Comptroller General David Walker officially wraps up his decade-long stint as head of the Government Accountability Office today.

Walker now heads to the private sector to serve as president of the Peter G. Peterson Foundation, a new group that will work to solve the nation’s economic woes, from budget deficits to increasing health care costs.

[IMGCAP(1)]It is Walker’s ongoing call for economic responsibility that he likely will be best remembered for in his time as Comptroller General. Walker traveled around the country on his “Fiscal Wake-Up Tour,” spreading the word about the need to tackle the government’s growing deficit.

But GAO employees probably will remember Walker most for his restructuring of the agency’s pay structure into a market-based, performance-driven system.

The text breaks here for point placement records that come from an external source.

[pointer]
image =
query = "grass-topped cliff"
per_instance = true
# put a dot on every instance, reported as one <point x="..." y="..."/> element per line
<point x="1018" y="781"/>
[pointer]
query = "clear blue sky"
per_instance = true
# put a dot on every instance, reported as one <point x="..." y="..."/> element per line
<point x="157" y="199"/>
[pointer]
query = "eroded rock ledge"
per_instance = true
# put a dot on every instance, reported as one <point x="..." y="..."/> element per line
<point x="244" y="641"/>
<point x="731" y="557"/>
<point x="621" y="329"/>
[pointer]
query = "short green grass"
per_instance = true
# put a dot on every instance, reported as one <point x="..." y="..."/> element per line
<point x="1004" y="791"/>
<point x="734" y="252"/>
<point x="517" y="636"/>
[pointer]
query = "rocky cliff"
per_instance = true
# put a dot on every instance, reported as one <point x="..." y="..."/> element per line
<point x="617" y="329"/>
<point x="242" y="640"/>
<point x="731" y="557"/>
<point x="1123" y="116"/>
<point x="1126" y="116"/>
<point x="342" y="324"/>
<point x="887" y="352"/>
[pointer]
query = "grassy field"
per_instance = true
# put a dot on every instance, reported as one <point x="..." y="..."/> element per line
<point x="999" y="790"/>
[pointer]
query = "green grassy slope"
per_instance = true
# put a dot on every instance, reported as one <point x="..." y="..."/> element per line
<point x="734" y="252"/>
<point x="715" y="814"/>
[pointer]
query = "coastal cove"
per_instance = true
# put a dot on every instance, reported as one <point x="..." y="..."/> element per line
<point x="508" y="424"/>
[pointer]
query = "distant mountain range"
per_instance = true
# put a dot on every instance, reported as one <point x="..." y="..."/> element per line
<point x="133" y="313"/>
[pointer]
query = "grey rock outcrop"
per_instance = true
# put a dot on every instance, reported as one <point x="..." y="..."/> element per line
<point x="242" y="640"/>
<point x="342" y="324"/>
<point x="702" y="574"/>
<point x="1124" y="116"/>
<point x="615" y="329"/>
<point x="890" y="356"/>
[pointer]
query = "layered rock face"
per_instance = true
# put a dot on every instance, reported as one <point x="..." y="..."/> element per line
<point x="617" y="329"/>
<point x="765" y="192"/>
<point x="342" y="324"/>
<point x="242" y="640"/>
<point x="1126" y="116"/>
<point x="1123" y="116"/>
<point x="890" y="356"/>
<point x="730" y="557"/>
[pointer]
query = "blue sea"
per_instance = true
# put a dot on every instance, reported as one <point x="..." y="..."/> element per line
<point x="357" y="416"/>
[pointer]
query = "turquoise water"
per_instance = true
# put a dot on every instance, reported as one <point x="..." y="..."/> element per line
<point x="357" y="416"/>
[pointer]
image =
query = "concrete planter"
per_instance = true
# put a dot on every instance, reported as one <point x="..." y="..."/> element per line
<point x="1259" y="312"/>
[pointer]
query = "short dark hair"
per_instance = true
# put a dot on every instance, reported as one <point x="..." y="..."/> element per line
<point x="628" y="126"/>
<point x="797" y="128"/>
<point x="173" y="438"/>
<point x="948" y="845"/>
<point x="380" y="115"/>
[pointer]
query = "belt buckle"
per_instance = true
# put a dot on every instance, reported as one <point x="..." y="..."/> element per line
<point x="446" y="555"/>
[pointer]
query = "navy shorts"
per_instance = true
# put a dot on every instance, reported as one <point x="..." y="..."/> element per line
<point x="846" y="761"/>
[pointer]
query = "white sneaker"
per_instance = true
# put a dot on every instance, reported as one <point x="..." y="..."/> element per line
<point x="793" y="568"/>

While Walker has said the new system is needed to ensure taxpayer dollars are spent wisely, it has drawn the ire of GAO analysts, who called it unfair and formed the agency’s first-ever union as a result.

But Walker expects the new pay structure will be maintained at the agency.

“Just because I’m going doesn’t mean the leadership of this agency [isn’t] committed to a market-based, skills- and knowledge-oriented system. We are of one mind on that,” he told Roll Call last month. “Anything other than that is not in the interest of the taxpayer.”

Chief Operating Officer Gene Dodaro now takes over as acting Comptroller General.

Completing the CVC. With testing of the Capitol Visitor Center’s fire- and life-safety systems continuing on schedule, the Architect of the Capitol is moving ahead with preparations for the $621 million facility’s grand debut.

One notable development: All of the construction trailers that sat on the grassy oval on the East Front grounds have been removed, and landscape crews are now preparing to level the area’s grade so sod placements and plantings can go in this spring.

AOC officials also have begun to further publicize the CVC’s amenities, with the agency posting several CVC-related items on its Web site this week, including one document that specifically highlights the CVC’s “Out of Many, One” exhibit.

That exhibit tells the story of Congress and the Capitol through rarely seen documents and artifacts and a 10-foot touchable model of the Capitol Dome. (On a related note, installation of the Dome is scheduled to begin next week.)

Another document looks at environmentally friendly elements of the CVC, including its storm-water management system, which is designed to mitigate runoff and sediment into the city’s sewer system, and the facility’s air-side economizer, which uses outside air for cooling when the outdoor temperature is 60 degrees and below.

AOC officials also posted a presolicitation notice on March 7 for a “Point of Sale, Inventory and Accounting System” for the CVC’s two gift shops. The full solicitation will be available online on March 31, according to the notice.

Expect more CVC news later this week — the Appropriations Subcommittee on the Legislative Branch is scheduled to hold its monthly oversight hearing on the facility’s progress today.

Hearing Rescheduled. Chief Administrative Officer Dan Beard, Clerk Lorraine Miller and House Sergeant-at-Arms Bill Livingood are slated to present their budget requests to the Appropriations Subcommittee on the Legislative Branch on Thursday.

That hearing originally had been slated to take place last month, but it was delayed after memorial services for the late Rep. Tom Lantos (D-Calif.) were scheduled to take place at the same time.